André Cáceres e Nelson de Oliveira acreditam que hoje Asimov certamente estaria escrevendo contos e romances provocativos sobre o aquecimento global e a engenharia genética, bem como a inteligência artificial, mas sempre com seu tom otimista, em que a verdade e a justiça triunfam. "Tenho certeza que Asimov estaria empolgado com os desdobramentos da ciência para os próximos anos, a despeito dos retrocessos sociais que ele, por certo, rechaçaria", opina Cáceres.

É 2020. Já deu tempo de a Terceira Guerra Mundial virar meme e o medo agora é a insurgência do coronavírus chinês. Hoje, fica difícil acreditar que a humanidade vai desenvolver cérebros positrônicos capazes de criar uma verdadeira inteligência artificial, e que essas máquinas não irão se voltar contra nós.

No entanto, o que Oliveira sentiu ao reler Asimov, depois de conhecer sua obra durante a adolescência, foi a permanência do fascínio. O otimismo do escritor não só envelheceu bem como é sobretudo necessário. "A verdade e a justiça humanista sempre triunfam no final. Essa sempre foi sua postura. Mesmo quando escrevia distopias, no final o Bem sempre derrotava o Mal, a inteligência tecnocientífica sempre vencia a ignorância e o obscurantismo", defende.
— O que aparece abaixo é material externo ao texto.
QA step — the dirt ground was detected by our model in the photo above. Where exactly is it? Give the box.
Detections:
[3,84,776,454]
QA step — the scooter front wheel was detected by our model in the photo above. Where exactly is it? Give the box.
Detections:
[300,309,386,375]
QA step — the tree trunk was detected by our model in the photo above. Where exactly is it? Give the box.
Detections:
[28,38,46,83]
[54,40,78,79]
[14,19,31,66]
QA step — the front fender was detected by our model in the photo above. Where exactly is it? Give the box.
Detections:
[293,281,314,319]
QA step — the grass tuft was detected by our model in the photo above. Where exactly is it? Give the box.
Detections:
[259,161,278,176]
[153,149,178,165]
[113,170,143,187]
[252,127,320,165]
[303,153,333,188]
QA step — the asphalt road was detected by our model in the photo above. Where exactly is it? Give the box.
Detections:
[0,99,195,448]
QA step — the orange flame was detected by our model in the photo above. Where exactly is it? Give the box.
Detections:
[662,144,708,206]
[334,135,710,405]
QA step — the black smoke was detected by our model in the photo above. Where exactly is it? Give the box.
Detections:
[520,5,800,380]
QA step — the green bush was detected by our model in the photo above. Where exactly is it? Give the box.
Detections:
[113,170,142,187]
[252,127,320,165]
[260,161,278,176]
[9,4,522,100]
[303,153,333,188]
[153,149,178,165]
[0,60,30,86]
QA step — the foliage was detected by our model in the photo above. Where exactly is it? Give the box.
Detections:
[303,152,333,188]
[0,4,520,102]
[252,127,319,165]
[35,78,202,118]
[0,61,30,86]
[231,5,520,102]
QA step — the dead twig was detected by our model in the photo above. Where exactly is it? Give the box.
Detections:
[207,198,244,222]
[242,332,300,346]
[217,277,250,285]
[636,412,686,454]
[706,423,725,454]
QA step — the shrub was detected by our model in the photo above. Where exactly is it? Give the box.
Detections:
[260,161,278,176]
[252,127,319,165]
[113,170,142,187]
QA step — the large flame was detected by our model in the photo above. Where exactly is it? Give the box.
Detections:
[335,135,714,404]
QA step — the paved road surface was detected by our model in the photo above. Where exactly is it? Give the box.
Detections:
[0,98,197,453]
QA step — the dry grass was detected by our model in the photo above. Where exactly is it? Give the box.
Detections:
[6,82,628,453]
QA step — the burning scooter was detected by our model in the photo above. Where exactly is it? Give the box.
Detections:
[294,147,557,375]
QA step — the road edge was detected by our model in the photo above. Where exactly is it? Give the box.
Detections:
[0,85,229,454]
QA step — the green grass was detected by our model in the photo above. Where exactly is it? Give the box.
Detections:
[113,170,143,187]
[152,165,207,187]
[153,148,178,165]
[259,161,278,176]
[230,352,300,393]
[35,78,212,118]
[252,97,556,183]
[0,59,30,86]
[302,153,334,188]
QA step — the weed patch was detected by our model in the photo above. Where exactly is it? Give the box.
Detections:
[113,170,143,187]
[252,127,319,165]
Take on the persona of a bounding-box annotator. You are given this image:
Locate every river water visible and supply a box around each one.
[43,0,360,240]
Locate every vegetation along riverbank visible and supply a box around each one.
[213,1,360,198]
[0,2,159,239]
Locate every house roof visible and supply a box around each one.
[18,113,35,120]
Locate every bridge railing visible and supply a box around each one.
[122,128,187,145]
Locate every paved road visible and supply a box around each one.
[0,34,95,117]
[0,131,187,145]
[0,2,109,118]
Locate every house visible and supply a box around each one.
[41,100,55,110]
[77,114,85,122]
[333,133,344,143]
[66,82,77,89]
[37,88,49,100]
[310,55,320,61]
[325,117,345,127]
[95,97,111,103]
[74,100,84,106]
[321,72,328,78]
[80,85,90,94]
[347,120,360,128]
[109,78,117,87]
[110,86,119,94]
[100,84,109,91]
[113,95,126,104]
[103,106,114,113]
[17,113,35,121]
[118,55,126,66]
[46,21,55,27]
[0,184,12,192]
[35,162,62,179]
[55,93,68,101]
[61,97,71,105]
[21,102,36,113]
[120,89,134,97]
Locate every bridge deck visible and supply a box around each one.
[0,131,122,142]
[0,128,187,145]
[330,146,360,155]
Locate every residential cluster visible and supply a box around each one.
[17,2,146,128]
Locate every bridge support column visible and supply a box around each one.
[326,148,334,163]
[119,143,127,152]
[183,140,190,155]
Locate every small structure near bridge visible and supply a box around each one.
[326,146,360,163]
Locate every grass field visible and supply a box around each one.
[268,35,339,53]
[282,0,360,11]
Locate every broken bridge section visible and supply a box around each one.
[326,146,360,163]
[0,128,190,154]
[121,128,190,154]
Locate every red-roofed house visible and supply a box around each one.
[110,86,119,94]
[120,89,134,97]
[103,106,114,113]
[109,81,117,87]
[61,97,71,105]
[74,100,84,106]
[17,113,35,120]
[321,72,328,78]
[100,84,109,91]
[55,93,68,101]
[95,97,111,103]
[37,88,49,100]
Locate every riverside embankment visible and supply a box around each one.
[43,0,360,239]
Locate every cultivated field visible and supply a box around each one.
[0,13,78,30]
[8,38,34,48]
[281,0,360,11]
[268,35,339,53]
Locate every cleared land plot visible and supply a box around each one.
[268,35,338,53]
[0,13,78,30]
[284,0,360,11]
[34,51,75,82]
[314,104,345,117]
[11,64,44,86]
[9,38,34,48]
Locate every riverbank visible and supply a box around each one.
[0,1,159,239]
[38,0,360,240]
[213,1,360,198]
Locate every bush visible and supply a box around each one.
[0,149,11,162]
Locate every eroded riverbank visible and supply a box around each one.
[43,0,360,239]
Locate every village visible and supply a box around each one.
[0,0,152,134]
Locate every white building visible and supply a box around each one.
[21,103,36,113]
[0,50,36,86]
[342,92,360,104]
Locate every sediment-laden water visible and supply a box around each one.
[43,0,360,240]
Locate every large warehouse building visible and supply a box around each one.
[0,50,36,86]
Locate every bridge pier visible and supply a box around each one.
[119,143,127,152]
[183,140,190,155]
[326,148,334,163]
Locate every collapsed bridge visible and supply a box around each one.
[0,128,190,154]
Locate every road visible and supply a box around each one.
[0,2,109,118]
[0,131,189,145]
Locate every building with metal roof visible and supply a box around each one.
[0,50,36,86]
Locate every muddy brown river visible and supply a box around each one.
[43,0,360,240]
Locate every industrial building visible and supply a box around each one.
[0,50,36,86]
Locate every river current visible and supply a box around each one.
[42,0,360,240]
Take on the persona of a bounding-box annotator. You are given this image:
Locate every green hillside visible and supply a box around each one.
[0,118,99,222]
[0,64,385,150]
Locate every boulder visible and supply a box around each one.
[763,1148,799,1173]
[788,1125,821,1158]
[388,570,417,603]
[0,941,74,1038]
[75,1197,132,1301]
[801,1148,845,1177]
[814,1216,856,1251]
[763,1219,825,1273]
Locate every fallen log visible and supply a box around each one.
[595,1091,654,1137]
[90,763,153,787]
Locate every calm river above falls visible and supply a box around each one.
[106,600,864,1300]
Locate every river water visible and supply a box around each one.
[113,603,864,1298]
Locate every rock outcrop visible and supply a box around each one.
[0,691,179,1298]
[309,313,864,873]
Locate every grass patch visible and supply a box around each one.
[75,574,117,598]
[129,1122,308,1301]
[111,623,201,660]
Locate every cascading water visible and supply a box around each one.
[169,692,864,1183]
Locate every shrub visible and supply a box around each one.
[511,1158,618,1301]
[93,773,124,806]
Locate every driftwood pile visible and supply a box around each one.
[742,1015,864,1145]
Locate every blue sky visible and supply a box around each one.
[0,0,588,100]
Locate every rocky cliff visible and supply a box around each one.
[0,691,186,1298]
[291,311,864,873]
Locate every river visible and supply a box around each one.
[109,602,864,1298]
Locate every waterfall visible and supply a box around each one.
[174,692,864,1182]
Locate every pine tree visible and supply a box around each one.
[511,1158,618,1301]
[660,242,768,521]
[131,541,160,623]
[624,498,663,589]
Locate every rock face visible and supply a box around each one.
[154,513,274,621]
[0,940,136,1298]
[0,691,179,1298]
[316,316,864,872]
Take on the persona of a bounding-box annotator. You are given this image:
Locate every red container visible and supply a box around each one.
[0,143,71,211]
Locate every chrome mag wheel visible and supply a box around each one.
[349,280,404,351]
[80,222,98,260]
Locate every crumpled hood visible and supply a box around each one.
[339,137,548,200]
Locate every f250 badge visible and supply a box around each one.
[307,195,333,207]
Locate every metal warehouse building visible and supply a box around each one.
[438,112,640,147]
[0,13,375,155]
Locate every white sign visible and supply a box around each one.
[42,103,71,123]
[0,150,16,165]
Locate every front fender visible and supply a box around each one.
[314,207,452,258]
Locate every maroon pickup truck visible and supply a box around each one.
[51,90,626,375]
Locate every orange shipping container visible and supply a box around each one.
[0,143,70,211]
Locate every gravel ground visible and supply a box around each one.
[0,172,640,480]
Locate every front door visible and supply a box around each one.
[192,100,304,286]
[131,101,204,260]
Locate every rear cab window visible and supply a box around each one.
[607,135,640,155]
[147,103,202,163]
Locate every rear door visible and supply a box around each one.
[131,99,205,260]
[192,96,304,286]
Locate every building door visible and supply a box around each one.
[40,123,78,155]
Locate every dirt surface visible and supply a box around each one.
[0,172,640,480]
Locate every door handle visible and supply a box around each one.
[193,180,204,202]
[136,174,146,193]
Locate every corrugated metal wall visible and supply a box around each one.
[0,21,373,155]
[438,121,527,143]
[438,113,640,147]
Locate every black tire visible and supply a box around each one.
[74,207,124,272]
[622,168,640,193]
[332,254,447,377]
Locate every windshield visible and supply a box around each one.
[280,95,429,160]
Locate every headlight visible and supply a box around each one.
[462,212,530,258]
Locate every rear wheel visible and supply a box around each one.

A visão positiva de um futuro, que vem de Asimov, está presente na literatura produzida por novos autores de ficção científica, que propõem com o solarpunk ou o greenpunk uma possibilidade de se pensar um futuro sustentável, em contraponto aos céus de televisão dessintonizada dos anos 1980. Talvez a humanidade esteja sedenta de histórias mais otimistas, que proponham um futuro mais agradável do que o que conseguimos visualizar — mais narrativas asimovianas para nos blindar de uma realidade que consegue ser mais distópica do que a ficção.